/pangenomics

Java code writtten for pangenomics work

Primary LanguageJavaMIT LicenseMIT

This directory contains classes for working with pan-genomic graphs and frequented regions, based on the paper

Cleary, et al., "Exploring Frequented Regions in Pan-Genomic Graphs", IEEE/ACM Trans Comput Biol Bioinform. 2018 Aug 9. PMID:30106690 DOI:10.1109/TCBB.2018.2864564

This work was funded in part by the National Center for Genome Resources, Santa Fe, NM.

Building

The project is set up with dependencies managed with the Gradle build tool. To build the distribution, simply run

$ ./gradlew installDist

This will create a distribution under build/install that is used by the various run scripts.

org.ncgr.pangenomics

This contains two packages with similarly-named classes:

org.ncgr.pangenomics.allele which contains classes for working with allele-based sequence graphs org.ncgr.pangenomics.genotype which contains classes for working with genotype graphs

Basic graph-related classes, not particularly specific to frequented regions:

PangenomicGraph extends org.jgrapht.graph.DirectedAcyclicGraph and stores a graph with methods for reading it in from files and various output methods.

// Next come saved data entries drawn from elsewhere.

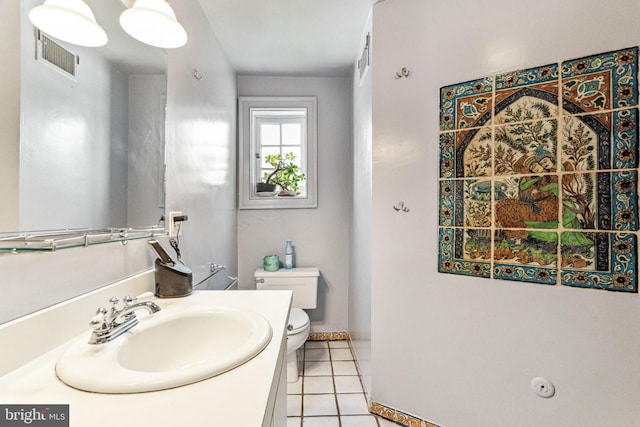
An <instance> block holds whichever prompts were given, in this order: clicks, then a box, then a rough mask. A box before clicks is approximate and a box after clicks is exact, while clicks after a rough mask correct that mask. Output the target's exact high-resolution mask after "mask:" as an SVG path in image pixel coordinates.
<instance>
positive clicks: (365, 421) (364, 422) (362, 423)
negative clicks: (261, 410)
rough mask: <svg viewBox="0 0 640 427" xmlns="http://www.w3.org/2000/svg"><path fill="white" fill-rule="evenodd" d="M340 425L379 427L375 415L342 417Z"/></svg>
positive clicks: (352, 426) (357, 415) (356, 426)
mask: <svg viewBox="0 0 640 427" xmlns="http://www.w3.org/2000/svg"><path fill="white" fill-rule="evenodd" d="M340 423H342V427H378V423H376V417H374V416H373V415H347V416H344V417H340ZM287 427H289V426H287ZM396 427H397V425H396Z"/></svg>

There is a main class for creating a graph from input data such as a GFA or VCF file.

Node encapsulates a node in a Graph: its ID (a long) and, for sequence graphs, its sequence.

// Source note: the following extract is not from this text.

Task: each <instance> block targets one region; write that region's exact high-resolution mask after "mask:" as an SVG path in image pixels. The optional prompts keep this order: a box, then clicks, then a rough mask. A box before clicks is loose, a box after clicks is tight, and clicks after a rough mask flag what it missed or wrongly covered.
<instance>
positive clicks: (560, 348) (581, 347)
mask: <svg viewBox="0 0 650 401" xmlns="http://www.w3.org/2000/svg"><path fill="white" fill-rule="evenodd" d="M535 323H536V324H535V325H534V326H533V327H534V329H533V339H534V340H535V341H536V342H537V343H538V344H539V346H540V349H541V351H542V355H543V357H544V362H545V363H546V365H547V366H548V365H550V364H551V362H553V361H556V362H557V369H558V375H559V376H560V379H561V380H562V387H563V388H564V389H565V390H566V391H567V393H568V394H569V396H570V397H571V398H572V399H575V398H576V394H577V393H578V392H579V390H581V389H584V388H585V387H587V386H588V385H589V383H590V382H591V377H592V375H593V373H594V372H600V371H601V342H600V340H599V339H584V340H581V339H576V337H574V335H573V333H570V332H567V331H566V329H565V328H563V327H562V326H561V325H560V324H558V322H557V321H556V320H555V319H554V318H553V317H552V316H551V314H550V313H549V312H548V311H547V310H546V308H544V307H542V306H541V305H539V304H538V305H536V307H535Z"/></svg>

NodeSet encapsulates a set of nodes in a Graph. NodeSet implements Comparable. There is a method merge() for merging two NodeSets. (These are called "node clusters" in the paper above, but since I've implemented it as an extension of TreeSet, I've used "Set").

Path encapsulates a path through a Graph, along with its full sequence in the case of sequence graphs.

org.ncgr.pangenomics.[allele/genotype].fr

Frequented regions-related code.

FrequentedRegion stores a FrequentedRegion, containing a NodeSet along with the supporting subpaths of the full set of Paths in a Graph, and lots of methods.

FRFinder contains a main() method for finding FRs based on a bunch of parameters.

FRPair is a utility class that contains two FRs and the result of merging them, and is used in the search loop in FRFinder.findFRs().

org.ncgr.svm

LIBSVM-based Support Vector Machine classes.

org.ncgr.weka

Weka-based supervised classifier classes.